In short, this is a Budget that seeks to leave no one behind.

Even with our severe fiscal situation, the Budget directs resources to areas with the greatest potential for growth and jobs, specifically structural reform, infrastructure and support for small businesses. At the same time, it supports young people through public and social employment programmes, and extends social protection for the most vulnerable.

While it promotes growth, the Budget also charts a clear path towards sustainable levels of public debt. The interest rate that we pay on our debt is higher than our growth rate, creating a risk that debt could spiral out of control if not managed carefully. Our country now spends more on debt service costs than on health, basic education and policing. 

Unsustainable levels of debt are bad for all South Africans, but for the poor in particular. The cost of debt reduces the amount of money that government has to improve services, provide social protection and invest in social and economic infrastructure.

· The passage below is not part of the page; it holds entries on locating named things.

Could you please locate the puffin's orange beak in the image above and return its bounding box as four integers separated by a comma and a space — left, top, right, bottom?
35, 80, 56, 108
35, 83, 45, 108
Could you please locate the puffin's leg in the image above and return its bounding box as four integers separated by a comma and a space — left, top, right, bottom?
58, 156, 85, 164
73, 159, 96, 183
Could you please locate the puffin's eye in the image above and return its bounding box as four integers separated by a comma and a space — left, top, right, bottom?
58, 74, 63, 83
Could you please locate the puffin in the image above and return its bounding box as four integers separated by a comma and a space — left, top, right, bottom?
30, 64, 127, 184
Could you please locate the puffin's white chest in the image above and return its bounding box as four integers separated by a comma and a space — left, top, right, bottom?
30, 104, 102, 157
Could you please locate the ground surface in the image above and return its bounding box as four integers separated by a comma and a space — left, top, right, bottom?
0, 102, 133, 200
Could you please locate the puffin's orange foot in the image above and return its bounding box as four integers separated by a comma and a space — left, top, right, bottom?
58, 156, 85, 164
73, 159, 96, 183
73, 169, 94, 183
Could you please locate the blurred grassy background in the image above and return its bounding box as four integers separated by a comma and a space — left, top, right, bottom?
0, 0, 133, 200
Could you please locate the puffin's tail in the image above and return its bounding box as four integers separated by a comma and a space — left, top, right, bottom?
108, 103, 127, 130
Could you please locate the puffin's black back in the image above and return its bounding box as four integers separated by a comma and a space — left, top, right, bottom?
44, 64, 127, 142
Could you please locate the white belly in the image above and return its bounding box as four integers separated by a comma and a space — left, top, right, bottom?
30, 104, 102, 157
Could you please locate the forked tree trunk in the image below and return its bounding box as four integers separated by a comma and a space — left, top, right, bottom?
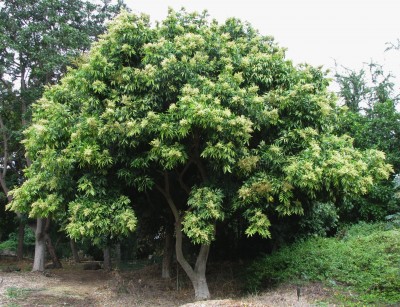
156, 172, 211, 300
69, 239, 81, 263
175, 220, 211, 301
103, 246, 111, 271
161, 227, 174, 278
32, 218, 46, 272
17, 220, 25, 261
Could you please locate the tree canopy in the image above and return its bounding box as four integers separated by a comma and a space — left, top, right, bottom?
7, 10, 391, 298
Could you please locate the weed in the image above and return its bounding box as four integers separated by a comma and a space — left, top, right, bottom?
6, 287, 33, 299
247, 223, 400, 306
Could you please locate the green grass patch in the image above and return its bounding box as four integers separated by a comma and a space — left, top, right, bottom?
6, 287, 34, 299
247, 223, 400, 305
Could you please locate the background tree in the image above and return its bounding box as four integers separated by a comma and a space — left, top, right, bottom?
0, 0, 125, 270
336, 63, 400, 221
11, 10, 391, 299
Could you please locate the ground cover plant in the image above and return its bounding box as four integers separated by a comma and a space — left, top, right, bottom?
247, 223, 400, 305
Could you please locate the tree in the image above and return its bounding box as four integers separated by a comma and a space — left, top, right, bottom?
336, 63, 400, 220
10, 10, 391, 299
0, 0, 124, 271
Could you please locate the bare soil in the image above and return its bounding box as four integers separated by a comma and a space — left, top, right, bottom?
0, 260, 334, 307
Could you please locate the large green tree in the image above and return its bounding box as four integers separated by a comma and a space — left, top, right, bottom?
0, 0, 124, 270
11, 10, 391, 299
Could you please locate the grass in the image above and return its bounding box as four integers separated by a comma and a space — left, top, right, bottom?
247, 223, 400, 306
6, 287, 34, 299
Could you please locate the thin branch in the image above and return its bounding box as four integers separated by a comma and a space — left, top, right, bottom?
177, 159, 194, 195
0, 115, 8, 180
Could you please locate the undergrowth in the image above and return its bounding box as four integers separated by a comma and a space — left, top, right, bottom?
247, 223, 400, 305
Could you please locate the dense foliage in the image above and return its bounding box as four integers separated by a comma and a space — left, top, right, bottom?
336, 63, 400, 222
0, 0, 124, 243
10, 10, 391, 298
248, 223, 400, 304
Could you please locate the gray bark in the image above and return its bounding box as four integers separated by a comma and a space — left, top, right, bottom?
32, 218, 46, 272
69, 239, 81, 263
161, 227, 174, 278
115, 243, 121, 268
17, 220, 25, 261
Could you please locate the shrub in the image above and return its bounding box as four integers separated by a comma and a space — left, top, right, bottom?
247, 223, 400, 303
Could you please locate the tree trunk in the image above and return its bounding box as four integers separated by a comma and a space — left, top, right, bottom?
156, 173, 211, 301
175, 219, 211, 301
161, 227, 174, 278
115, 243, 121, 268
32, 218, 46, 272
103, 246, 111, 271
44, 233, 62, 269
44, 218, 62, 269
17, 220, 25, 261
69, 239, 81, 263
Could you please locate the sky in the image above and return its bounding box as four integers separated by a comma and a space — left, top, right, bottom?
126, 0, 400, 92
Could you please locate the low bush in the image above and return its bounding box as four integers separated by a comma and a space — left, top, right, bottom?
247, 223, 400, 304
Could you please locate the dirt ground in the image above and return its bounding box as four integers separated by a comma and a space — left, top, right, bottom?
0, 261, 333, 307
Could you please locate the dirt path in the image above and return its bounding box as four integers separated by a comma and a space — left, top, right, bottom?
0, 266, 328, 307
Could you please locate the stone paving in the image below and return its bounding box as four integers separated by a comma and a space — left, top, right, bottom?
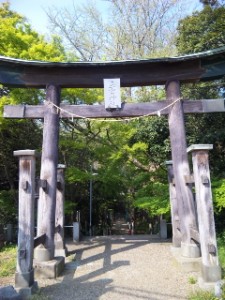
38, 235, 197, 300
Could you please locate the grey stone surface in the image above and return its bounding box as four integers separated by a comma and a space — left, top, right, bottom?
34, 256, 65, 279
35, 235, 197, 300
0, 285, 22, 300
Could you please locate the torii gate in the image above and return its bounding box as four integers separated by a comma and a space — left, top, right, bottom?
0, 47, 225, 290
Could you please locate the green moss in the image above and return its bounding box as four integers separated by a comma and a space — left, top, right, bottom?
0, 245, 17, 277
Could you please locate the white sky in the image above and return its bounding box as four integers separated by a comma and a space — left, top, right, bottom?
3, 0, 109, 34
0, 0, 200, 34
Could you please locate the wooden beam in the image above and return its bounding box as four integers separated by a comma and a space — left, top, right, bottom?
4, 99, 225, 119
0, 47, 225, 88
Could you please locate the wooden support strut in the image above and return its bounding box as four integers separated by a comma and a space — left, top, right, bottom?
166, 160, 181, 247
166, 81, 200, 258
14, 150, 36, 290
35, 84, 60, 261
187, 144, 221, 282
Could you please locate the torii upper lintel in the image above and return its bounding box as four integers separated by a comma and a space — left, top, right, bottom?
0, 47, 225, 88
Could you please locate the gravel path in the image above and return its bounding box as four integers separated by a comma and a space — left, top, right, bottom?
39, 235, 197, 300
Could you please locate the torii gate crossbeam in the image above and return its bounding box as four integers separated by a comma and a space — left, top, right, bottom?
0, 47, 225, 286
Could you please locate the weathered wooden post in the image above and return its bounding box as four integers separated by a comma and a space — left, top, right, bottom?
187, 144, 221, 282
166, 160, 181, 248
14, 150, 36, 297
166, 81, 200, 258
55, 164, 66, 257
35, 84, 60, 261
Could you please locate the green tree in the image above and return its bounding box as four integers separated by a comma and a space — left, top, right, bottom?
177, 5, 225, 54
0, 2, 65, 223
177, 1, 225, 229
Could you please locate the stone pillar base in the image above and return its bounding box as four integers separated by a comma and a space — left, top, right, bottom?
15, 269, 34, 288
34, 247, 53, 261
55, 248, 67, 257
201, 264, 221, 282
13, 281, 38, 299
34, 256, 65, 279
181, 242, 201, 258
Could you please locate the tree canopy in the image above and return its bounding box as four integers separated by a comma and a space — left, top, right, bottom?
0, 0, 225, 233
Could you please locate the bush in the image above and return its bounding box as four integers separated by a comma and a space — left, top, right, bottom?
0, 245, 17, 277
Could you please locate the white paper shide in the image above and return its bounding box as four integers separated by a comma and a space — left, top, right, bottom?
104, 78, 121, 109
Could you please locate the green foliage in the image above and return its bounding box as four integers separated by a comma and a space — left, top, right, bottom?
177, 5, 225, 54
188, 290, 220, 300
0, 245, 17, 277
212, 179, 225, 212
134, 182, 170, 216
217, 231, 225, 276
188, 276, 197, 284
0, 2, 65, 61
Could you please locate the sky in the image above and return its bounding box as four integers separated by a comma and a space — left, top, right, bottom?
0, 0, 202, 35
0, 0, 110, 34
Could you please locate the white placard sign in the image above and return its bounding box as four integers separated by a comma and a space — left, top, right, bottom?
104, 78, 121, 109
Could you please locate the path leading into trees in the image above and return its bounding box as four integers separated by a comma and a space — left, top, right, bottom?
39, 235, 198, 300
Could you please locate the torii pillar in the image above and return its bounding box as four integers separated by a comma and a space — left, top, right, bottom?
166, 80, 200, 258
35, 84, 60, 262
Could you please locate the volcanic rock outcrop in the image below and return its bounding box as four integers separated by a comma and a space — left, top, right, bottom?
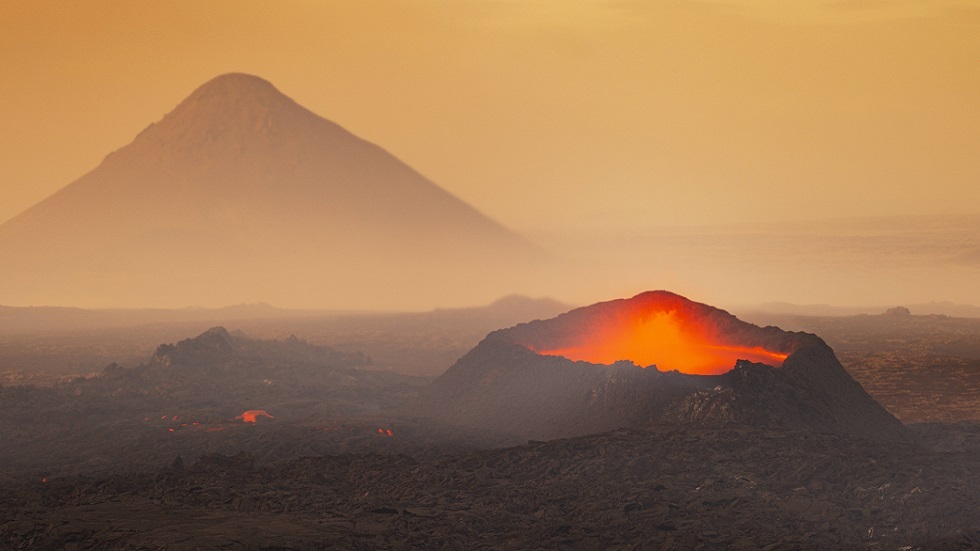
0, 74, 541, 310
423, 291, 905, 439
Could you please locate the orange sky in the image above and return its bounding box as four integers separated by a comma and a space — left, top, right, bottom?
0, 0, 980, 230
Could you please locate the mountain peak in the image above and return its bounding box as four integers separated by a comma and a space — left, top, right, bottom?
185, 73, 285, 103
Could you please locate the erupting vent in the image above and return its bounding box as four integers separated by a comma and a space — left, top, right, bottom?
525, 294, 788, 375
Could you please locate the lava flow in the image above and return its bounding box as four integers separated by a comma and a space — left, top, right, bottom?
235, 409, 275, 423
534, 303, 787, 375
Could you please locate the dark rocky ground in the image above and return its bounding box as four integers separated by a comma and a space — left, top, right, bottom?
0, 312, 980, 550
0, 425, 980, 550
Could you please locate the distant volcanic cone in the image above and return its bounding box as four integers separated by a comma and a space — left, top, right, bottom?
424, 291, 905, 439
0, 74, 540, 309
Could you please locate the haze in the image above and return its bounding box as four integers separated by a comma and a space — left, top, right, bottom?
0, 0, 980, 308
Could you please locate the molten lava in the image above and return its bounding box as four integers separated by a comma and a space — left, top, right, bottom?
531, 303, 787, 375
235, 409, 275, 423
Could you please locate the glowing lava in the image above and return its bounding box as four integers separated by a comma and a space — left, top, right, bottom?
529, 302, 787, 375
235, 409, 275, 423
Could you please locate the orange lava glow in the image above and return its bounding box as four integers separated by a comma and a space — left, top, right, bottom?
536, 309, 787, 375
235, 409, 275, 423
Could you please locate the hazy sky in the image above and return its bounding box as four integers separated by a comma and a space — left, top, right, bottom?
0, 0, 980, 230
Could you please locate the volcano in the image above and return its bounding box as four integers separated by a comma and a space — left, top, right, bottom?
423, 291, 906, 439
0, 74, 540, 310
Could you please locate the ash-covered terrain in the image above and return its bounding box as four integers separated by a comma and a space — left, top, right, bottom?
0, 294, 980, 550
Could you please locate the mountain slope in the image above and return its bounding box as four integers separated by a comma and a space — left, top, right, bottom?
0, 74, 538, 308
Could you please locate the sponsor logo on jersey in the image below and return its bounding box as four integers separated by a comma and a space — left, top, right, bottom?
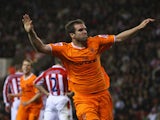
98, 35, 108, 38
53, 42, 63, 46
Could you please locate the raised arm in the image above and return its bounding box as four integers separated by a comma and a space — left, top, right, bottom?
116, 18, 154, 42
22, 14, 51, 54
35, 85, 49, 96
22, 92, 42, 106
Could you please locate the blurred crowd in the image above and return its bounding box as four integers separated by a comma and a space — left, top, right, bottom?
0, 0, 160, 120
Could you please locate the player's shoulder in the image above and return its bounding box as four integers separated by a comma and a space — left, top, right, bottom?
51, 42, 69, 46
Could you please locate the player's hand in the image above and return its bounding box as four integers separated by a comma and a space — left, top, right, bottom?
5, 106, 11, 113
66, 92, 74, 98
22, 102, 29, 106
138, 18, 155, 29
7, 94, 14, 101
22, 14, 33, 32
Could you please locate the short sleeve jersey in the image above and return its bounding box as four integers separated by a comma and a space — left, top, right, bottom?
49, 35, 115, 93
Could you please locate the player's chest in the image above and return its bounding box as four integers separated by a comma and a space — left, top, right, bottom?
66, 47, 98, 61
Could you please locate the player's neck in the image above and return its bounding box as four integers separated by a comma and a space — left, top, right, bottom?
71, 41, 86, 48
24, 72, 32, 79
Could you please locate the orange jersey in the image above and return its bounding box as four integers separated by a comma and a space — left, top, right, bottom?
20, 74, 42, 107
49, 35, 115, 94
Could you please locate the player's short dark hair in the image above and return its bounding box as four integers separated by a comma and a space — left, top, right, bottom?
65, 19, 84, 34
23, 58, 33, 66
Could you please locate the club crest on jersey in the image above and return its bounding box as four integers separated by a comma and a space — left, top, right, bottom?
54, 42, 63, 46
98, 35, 108, 38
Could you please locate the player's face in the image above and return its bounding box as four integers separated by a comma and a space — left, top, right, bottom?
22, 61, 31, 74
74, 24, 88, 42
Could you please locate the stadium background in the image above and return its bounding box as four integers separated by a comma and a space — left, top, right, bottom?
0, 0, 160, 120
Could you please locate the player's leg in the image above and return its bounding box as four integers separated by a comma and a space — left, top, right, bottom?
16, 105, 28, 120
74, 96, 100, 120
44, 95, 58, 120
58, 104, 71, 120
99, 91, 113, 120
28, 106, 41, 120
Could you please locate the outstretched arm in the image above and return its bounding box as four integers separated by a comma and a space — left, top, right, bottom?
22, 14, 51, 54
22, 92, 42, 106
116, 18, 154, 42
35, 85, 49, 96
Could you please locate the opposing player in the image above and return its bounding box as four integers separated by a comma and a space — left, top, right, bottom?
34, 58, 72, 120
22, 15, 154, 120
3, 64, 23, 120
9, 59, 42, 120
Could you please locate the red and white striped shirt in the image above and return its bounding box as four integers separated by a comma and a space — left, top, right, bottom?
3, 72, 23, 105
34, 65, 68, 96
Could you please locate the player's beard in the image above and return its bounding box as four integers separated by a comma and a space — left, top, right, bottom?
77, 35, 88, 42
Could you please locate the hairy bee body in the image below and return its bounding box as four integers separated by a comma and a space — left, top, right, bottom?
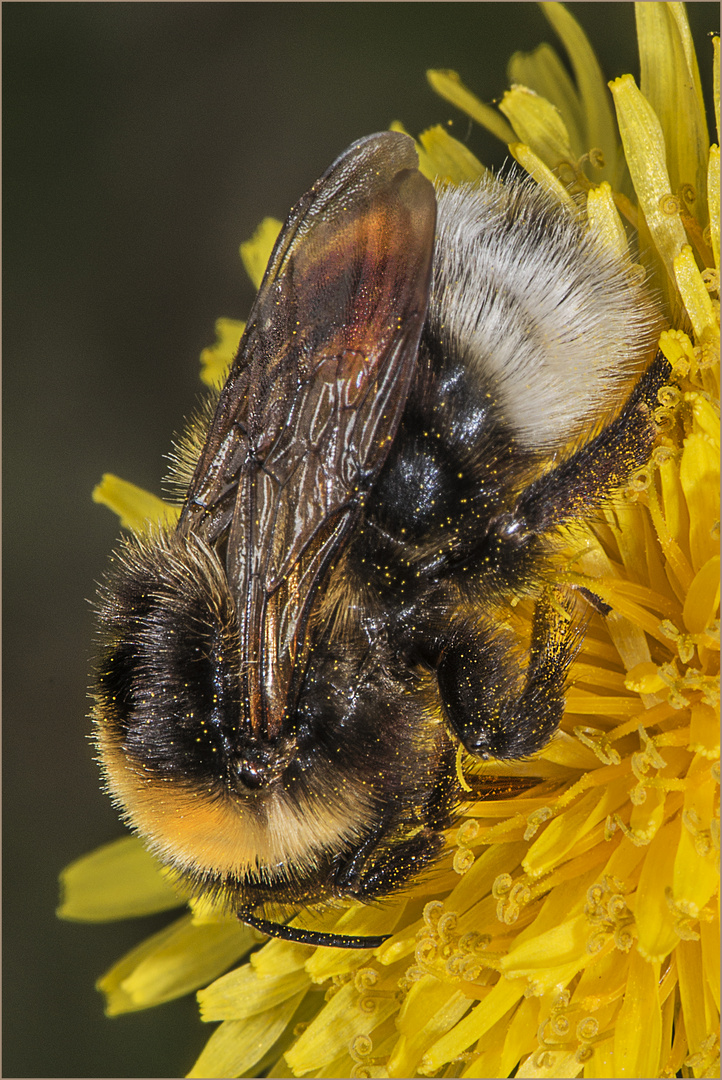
95, 134, 666, 945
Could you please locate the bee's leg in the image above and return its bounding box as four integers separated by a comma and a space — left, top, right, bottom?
437, 594, 580, 760
333, 822, 444, 900
514, 353, 670, 534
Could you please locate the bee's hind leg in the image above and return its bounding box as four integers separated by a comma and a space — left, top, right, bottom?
437, 593, 581, 760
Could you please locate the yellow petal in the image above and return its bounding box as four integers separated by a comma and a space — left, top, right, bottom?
286, 983, 398, 1076
509, 143, 578, 214
507, 42, 589, 158
672, 756, 720, 919
516, 1050, 582, 1080
712, 33, 720, 146
197, 963, 311, 1021
499, 86, 574, 168
389, 120, 436, 183
658, 442, 690, 552
97, 915, 256, 1016
707, 144, 720, 270
541, 3, 624, 189
677, 941, 720, 1062
419, 124, 486, 184
680, 394, 720, 570
610, 75, 686, 280
57, 836, 185, 922
634, 818, 682, 962
498, 998, 540, 1077
426, 70, 514, 143
188, 994, 303, 1078
612, 951, 663, 1077
241, 217, 282, 288
93, 473, 179, 532
201, 319, 246, 387
682, 555, 720, 634
699, 919, 720, 1012
672, 244, 719, 343
635, 2, 709, 221
419, 978, 527, 1076
250, 937, 313, 977
387, 975, 468, 1077
690, 701, 720, 761
522, 775, 629, 877
624, 660, 667, 693
587, 181, 629, 261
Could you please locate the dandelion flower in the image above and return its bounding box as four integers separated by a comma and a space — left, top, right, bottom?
60, 2, 720, 1077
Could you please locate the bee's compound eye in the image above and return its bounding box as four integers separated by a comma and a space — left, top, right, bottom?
235, 761, 268, 791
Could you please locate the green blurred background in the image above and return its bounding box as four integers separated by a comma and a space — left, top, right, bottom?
2, 3, 719, 1077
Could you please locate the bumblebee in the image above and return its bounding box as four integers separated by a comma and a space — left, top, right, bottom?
94, 133, 668, 947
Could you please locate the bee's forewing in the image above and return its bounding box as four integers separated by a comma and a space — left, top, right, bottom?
179, 133, 436, 739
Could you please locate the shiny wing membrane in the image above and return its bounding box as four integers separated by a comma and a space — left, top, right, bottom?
178, 132, 436, 740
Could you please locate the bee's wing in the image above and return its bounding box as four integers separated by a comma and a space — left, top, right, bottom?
179, 133, 436, 739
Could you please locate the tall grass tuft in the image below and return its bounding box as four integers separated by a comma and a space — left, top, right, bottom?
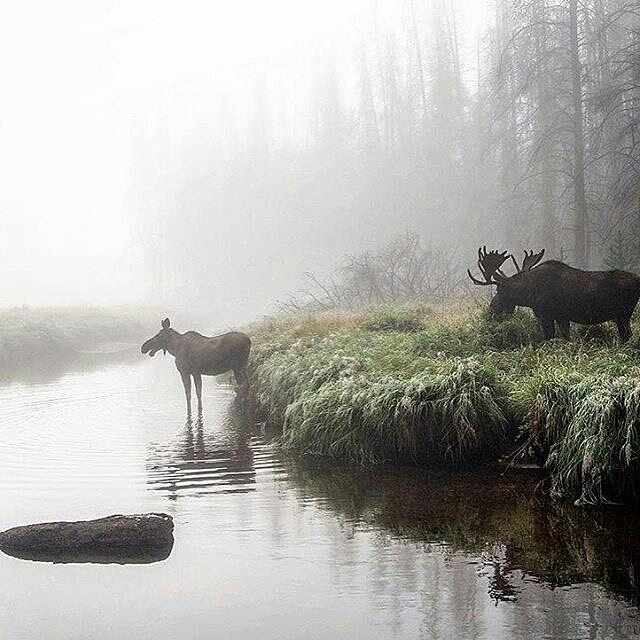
280, 359, 507, 464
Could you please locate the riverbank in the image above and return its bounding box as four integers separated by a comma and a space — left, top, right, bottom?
251, 305, 640, 503
0, 307, 152, 379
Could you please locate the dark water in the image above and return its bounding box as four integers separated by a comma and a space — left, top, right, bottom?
0, 357, 640, 640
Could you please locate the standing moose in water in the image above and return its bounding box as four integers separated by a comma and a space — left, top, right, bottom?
141, 318, 251, 417
467, 247, 640, 342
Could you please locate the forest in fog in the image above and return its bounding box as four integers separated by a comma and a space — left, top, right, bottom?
133, 0, 640, 314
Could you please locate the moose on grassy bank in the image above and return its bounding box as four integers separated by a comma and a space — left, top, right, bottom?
141, 318, 251, 417
467, 247, 640, 342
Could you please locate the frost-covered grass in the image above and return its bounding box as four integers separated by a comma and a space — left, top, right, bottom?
251, 304, 640, 502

With this Budget, we are now on track to reduce our budget deficit – and hence our borrowing requirements – while responding to the challenges that South Africans face, now and into the future.

The Budget demonstrates our ability and commitment to strike this balance. It is a difficult balance to achieve, but with more efficient use of resources, ending wastage and corruption, and shifting spending from consumption to investment, we can achieve fiscal sustainability while continuing to support growth.

Our country’s path to recovery is steep and will be extremely challenging. But with the measures we set out in SONA, with the Budget that has been presented, and with the cooperation and involvement of all South Africans, we will succeed.